Global colocation provider CyrusOne is reportedly considering putting itself up for sale.
Reuters reports that the company is “exploring strategic alternatives that include a potential sale.”
The real estate investment trust (REIT), which has a market cap of around $9 billion, is working with investment bank Morgan Stanley to review its options.
The company is apparently under pressure from some investors to “address its sluggish financial performance and heavy management turnover,” according to Reuters.
There is no certainty that CyrusOne's current deliberations will result in any deal, the sources said.

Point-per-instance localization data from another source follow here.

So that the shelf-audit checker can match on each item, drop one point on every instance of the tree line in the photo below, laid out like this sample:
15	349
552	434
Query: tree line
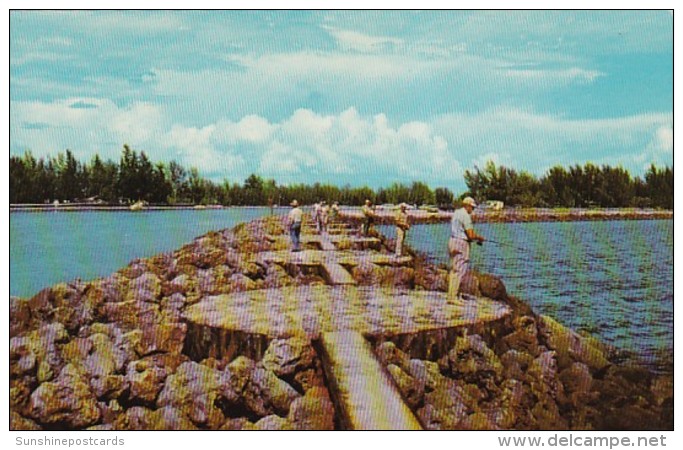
577	186
135	177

The company's stock price jumped as much as seven percent on the news yesterday.
This isn’t the first time the company has reportedly been close to a sale; in 2019 Bloomberg said that three investment firms were considering buying it out.
In July Bruce Duncan announced he was stepping down as CEO of the company after just a year, with company cofounder David Ferdman taking over as interim CEO.
In January 2020, CyrusOne announced that it would lay off 12 percent of its staff, among them European head Tesh Durvasula. The next month, CyrusOne CEO Gary Wojtaszek suddenly stepped down - with Durvasula returning as interim CEO. The company then hunted for a permanent CEO. Durvasula threw his hat in the ring, with CyrusOne ultimately settling on Bruce Duncan in June.
Dallas-based CyrusOne operates more than 50 data centers globally, but Reuters notes the firm CyrusOne does not operate any major Internet exchanges.
In its most recent quarterly results, the company quarterly revenues of $284.6 million, up 11 percent year on year. Net income was $7.4 million, an 84 percent decrease. Adjusted EBITDA for the period was $141.9 million, an increase of four percent.